Schwere Herzen beim Krankenlager
«Er (Epaphroditus) war auch krank, dem Tode nahe; aber Gott hat sich über ihn erbarmt, nicht aber über ihn allein, sondern auch über mich, auf dass ich nicht Traurigkeit auf Traurigkeit hätte.» (Phil. 2,27)
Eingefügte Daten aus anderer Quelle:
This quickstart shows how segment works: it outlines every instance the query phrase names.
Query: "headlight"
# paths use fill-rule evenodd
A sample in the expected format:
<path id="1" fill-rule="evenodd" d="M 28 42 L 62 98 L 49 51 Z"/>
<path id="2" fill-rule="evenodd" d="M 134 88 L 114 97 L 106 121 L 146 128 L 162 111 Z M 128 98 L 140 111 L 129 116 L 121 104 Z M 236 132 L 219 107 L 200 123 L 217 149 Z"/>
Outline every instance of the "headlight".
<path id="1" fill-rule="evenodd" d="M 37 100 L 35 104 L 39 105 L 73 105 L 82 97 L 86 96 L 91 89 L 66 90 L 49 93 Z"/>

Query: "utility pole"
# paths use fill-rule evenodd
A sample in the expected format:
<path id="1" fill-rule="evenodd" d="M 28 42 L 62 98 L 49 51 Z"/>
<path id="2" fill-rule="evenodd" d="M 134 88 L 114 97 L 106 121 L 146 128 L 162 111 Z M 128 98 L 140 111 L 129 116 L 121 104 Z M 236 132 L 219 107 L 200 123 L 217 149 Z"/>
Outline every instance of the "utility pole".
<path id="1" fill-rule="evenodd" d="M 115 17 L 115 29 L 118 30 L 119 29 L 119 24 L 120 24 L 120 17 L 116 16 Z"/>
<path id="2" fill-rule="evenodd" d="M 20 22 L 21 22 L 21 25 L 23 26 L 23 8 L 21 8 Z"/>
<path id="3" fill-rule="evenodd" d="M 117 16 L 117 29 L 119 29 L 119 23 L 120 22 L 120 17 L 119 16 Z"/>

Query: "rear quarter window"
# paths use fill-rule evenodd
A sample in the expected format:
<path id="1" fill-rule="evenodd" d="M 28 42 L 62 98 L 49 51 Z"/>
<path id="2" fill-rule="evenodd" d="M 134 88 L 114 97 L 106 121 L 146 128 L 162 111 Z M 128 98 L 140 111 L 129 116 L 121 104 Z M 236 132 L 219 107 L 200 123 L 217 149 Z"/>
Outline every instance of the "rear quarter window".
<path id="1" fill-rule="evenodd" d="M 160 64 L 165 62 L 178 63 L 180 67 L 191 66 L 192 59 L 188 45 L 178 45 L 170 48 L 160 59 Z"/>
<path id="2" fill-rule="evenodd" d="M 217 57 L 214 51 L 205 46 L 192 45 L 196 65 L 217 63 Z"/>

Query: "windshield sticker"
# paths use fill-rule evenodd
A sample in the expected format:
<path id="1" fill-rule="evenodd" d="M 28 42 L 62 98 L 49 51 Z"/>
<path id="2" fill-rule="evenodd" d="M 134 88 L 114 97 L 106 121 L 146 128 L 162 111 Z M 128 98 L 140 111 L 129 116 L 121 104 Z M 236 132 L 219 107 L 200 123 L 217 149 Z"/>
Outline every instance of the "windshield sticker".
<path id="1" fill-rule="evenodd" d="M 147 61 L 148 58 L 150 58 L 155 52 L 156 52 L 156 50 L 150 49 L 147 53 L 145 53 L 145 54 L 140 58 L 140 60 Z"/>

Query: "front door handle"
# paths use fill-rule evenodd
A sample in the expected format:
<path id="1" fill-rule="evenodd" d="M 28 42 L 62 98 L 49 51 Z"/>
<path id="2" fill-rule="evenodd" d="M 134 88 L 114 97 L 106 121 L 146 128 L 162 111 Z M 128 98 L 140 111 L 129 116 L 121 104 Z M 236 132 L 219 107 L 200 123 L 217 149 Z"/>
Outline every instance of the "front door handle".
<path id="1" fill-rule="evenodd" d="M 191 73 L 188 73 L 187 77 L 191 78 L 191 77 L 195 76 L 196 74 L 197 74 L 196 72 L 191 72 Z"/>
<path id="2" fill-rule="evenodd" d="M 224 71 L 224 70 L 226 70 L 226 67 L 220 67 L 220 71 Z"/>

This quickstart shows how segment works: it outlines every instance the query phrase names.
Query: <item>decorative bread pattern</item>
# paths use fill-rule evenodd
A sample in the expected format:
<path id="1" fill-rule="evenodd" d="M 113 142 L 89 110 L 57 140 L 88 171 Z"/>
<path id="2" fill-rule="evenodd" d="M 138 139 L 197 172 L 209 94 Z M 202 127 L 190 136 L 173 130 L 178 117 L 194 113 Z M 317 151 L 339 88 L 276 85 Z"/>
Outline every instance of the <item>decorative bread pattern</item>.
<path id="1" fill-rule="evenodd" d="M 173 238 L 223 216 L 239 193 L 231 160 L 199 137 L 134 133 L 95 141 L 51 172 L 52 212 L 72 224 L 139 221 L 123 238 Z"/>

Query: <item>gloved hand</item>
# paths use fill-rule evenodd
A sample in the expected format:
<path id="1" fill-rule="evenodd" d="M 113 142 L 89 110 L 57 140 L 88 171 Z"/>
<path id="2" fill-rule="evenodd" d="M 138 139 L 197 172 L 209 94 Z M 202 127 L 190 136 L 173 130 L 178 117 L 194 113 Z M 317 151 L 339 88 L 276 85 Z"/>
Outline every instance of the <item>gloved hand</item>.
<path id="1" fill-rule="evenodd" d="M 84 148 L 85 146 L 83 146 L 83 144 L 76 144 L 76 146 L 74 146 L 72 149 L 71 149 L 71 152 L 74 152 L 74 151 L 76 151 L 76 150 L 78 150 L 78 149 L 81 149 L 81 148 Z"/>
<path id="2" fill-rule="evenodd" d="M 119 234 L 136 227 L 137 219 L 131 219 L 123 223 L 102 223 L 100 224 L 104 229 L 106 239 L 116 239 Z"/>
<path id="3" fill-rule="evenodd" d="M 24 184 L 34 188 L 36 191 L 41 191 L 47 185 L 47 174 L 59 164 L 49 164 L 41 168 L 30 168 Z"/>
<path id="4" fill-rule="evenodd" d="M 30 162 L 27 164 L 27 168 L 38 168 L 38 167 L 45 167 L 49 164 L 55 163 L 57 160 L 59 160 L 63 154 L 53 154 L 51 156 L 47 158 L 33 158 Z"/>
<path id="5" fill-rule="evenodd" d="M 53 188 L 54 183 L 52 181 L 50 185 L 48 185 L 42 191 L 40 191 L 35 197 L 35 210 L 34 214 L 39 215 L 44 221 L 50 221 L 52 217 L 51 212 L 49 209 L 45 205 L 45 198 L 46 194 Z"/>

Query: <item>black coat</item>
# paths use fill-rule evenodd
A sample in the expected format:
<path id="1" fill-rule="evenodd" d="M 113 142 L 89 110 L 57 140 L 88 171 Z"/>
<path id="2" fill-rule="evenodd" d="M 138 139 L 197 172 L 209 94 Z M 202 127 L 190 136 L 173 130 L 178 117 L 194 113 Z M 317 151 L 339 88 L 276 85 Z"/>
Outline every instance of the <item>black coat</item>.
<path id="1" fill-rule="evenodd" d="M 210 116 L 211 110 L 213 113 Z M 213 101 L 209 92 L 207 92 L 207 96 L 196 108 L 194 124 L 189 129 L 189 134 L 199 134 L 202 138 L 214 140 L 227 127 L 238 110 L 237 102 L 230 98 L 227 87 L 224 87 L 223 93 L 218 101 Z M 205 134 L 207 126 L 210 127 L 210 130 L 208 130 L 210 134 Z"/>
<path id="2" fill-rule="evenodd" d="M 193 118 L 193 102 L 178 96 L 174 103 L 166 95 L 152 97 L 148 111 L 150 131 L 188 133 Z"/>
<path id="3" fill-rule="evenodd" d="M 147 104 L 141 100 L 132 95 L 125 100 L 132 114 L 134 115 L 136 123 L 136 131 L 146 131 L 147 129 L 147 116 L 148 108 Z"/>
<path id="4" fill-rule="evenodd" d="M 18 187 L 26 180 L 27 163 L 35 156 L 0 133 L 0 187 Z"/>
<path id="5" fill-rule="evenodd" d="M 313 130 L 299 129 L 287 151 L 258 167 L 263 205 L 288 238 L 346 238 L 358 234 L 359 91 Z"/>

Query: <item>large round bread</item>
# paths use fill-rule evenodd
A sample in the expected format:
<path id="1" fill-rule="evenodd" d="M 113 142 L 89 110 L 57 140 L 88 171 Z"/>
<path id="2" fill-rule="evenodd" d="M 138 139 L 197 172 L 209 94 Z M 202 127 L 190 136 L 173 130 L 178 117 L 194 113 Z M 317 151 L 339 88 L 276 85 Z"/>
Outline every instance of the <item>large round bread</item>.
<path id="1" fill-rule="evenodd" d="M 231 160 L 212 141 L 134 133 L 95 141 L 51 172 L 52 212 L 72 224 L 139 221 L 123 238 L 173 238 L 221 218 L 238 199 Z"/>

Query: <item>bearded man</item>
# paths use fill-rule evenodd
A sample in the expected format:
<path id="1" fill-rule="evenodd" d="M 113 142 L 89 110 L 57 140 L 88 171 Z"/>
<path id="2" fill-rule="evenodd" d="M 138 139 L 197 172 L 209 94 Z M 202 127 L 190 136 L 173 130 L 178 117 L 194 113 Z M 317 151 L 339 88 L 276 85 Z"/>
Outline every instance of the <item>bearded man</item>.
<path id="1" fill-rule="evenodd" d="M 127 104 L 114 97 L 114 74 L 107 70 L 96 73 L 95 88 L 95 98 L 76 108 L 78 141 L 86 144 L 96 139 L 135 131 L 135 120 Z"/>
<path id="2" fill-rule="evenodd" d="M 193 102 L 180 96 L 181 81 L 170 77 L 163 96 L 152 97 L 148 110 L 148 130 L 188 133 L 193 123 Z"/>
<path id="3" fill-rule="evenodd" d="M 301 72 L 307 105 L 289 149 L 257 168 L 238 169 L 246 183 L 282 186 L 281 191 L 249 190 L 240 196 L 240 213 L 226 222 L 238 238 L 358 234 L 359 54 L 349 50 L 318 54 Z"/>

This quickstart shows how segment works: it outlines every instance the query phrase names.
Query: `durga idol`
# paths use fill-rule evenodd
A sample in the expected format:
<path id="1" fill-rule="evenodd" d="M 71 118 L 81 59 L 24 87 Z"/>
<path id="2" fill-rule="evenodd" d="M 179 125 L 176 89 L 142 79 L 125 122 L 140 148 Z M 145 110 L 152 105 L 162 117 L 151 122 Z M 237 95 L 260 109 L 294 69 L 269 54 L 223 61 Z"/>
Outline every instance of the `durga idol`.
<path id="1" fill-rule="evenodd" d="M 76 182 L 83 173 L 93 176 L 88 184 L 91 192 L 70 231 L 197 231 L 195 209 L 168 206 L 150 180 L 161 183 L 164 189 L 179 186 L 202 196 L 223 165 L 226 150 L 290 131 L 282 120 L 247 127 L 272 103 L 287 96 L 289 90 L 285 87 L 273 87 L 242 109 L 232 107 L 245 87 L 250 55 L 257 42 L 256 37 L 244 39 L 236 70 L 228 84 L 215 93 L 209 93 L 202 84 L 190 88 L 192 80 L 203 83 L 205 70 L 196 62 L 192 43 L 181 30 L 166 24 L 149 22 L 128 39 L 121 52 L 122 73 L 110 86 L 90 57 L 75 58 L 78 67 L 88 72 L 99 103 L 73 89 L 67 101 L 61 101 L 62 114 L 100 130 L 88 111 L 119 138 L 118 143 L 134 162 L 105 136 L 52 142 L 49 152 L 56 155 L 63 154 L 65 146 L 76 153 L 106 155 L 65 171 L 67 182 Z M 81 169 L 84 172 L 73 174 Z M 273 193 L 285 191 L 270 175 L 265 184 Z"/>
Der Kummer über liebe Kranke, die uns nahestehen, ist oft eine äußerst schwer zu tragende Bürde. Man darf sich vor dem armen Leidenden nichts anmerken lassen, damit er die wachsende Besorgnis und Beunruhigung nicht spürt. Tag um Tag sieht er daher nur das fröhliche Antlitz, das sich über ihn beugt, und weiß vielleicht nicht, dass dahinter ein Herz ist, das brechen will. Das ist für den menschlichen Geist eine große Anspannung, die weder von Freunden und Nachbarn, noch auch von der liebenden Pflegerin selbst erkannt wird.
Einen geliebten Menschen leiden zu sehen, und doch außerstande zu sein, ihm Erleichterung zu schaffen – ihn, der für andere eine Stütze war, nun hilflos und abhängig wie ein kleines Kind darniederliegen zu sehen – zu wissen, dass er, einer unserer Teuersten, «dem Tode nahe» ist und machtlos diesem gefürchteten Ende entgegensehen zu müssen: das ist eine Trübsal, die den Geist niederdrückt. Das sind tiefe Wasser, die über die Seele fluten.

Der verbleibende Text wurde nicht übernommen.